Маленький, похожей на птичку семейный адвокат Стэн Моусли, до сих пор скромно помалкивающий в уголке, неожиданно встал, вышел вперед и, ни на кого не глядя, вступил в спор. Говорил он тихо, почти шепотом, но в звенящей тишине гостиной любой звук казался громким:

– Сегодня не время заниматься юридическими вопросами, но разногласия среди родственников усопшего вынуждают меня отступить от протокола. Должен вас уведомить, мистер Слободски, своим душеприказчиком Иван Алексеевич назначил внука, которому еще при жизни передал руководство компанией и которого сделал наследником всего состояния. Кстати, дом, где мы имеем честь собраться, также принадлежит ему. Поэтому решающий голос остается за господином Алексом.

Дмитрий Иванович сначала не понял, о чем толкует адвокат, и от волнения перешел на русский:

– Алекс, это правда?

– Да, отец. Дедушка вызвал меня телеграммой перед смертью и сообщил свое решение.

– Но ты не можешь, минуя отца, вступить в наследство.

– Я не вступал в наследство, а по наказу дедушки согласился возглавить компанию.

– Почему же ты мне ничего не сказал?

– Когда? Мы увиделись у постели умершего.
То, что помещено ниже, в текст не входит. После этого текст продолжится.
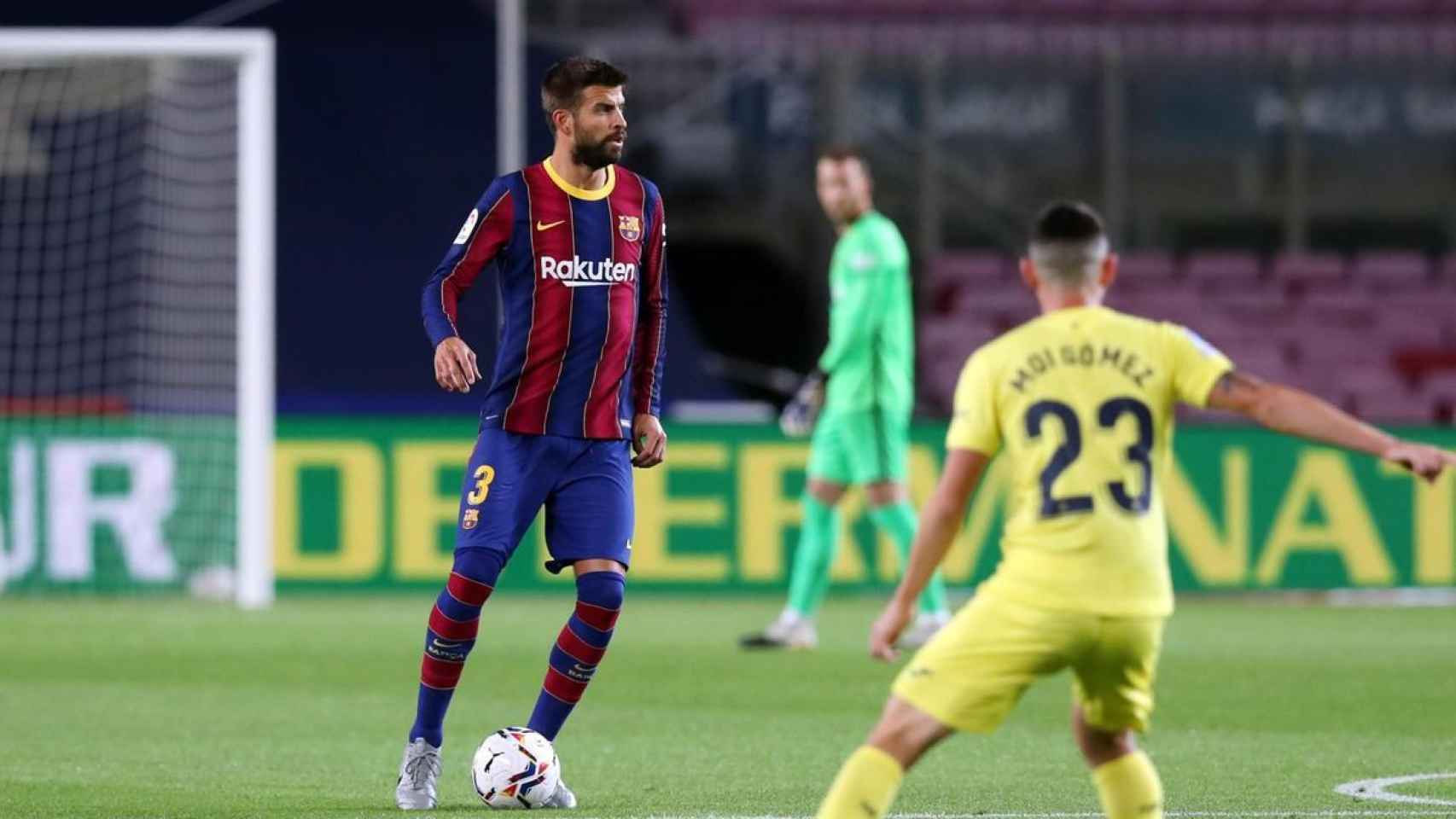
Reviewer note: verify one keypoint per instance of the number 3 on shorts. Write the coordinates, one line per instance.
(484, 474)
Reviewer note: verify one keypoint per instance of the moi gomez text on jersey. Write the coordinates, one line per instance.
(373, 503)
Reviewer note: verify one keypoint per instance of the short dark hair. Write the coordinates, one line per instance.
(568, 78)
(841, 152)
(1068, 241)
(1068, 223)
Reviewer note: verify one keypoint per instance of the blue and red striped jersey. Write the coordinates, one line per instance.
(583, 286)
Согласись, деловые разговоры в такой момент неуместны.

Дмитрий Иванович прикусил губу, его ресницы дрогнули, он быстро заморгал и выбежал из комнаты. Маргарет последовала за мужем. Дедушка Уитни остался сидеть, не меняя выражения лица. Обе тетушки вскочили со стульев, но собачка на коленях старика злобно зарычала, и они снова присели. Супруги Кручински презрительно переглянулись, повернувшись спинами друг к другу. Одна Берта не смогла сдержать восторженного возгласа. Она бросилась к Алексу, повисла на нем и чмокнула в щеку. Болонка пронзительно залаяла.

– Берта, веди себя подобающим образом. В доме покойник, – напомнил мистер Уитни, успокаивая собачку. Берта смущенно вернулась на место:

– Прости, дедушка.

– Ничего, моя дорогая, – кивнул тот и обратился к Алексу: – Прими мое поздравление, внук. Я одобряю решение покойного. Иван был умным человеком, и, надеюсь, ты оправдаешь его доверие.

– Постараюсь, дедушка.

– Да уж, постарайся, мой дорогой. А если тебе понадобится совет старого ирландца, располагай мною. Кстати, на Свято-Владимирском кладбище у Ивана будут достойные соседи. Мне думается, лежать рядом с генералом Деникиным вовсе не зазорно…

Алекс не успел ему ответить: в комнату вернулась Маргарет.

– Я вынуждена извиниться за супруга. Димитрию стало нехорошо, и он едет домой. Сынок, все так неожиданно, прости отца.

Алекс выбежал из комнаты и нагнал родителя в холле. Рядом хлопотал Сотов.

– Папа, я же не нарочно…

– Как он мог так со мною поступить?! – воскликнул Дмитрий Иванович и зарыдал. – Проводите меня к машине.

– Да, папа. – Алекс взял отца под одну руку, Георгий Семенович – под другую.

Усаживаясь в автомобиль, Дмитрий Иванович вытер глаза платком и всхлипнул:

– Надеюсь, сынок, ты не заставишь нас с мамой на старости лет ходить с протянутой рукой?

«Чтобы этого не случилось, дедушка и передал дела мне», – подумал Алекс. И, заверив отца, что терпеть нужду им с матерью не придется, захлопнул дверцу лимузина.

Возвратясь в дом, он на лестнице встретил калифорнийскую чету.

– Ты отвратительно вел себя на церемонии, – выговаривала мужу миссис Кручински.

– Я же молчал, бессовестная! – гневно возразил он.

– Но как мерзко ты молчал! – И она обратилась за поддержкой к Алексу: – Ты заметил, мой мальчик, с каким идиотским выражением сидел мой осел?

– Тетушка Элеонора, постарайтесь хоть в этот скорбный день заключить перемирие в этой нескончаемой войне.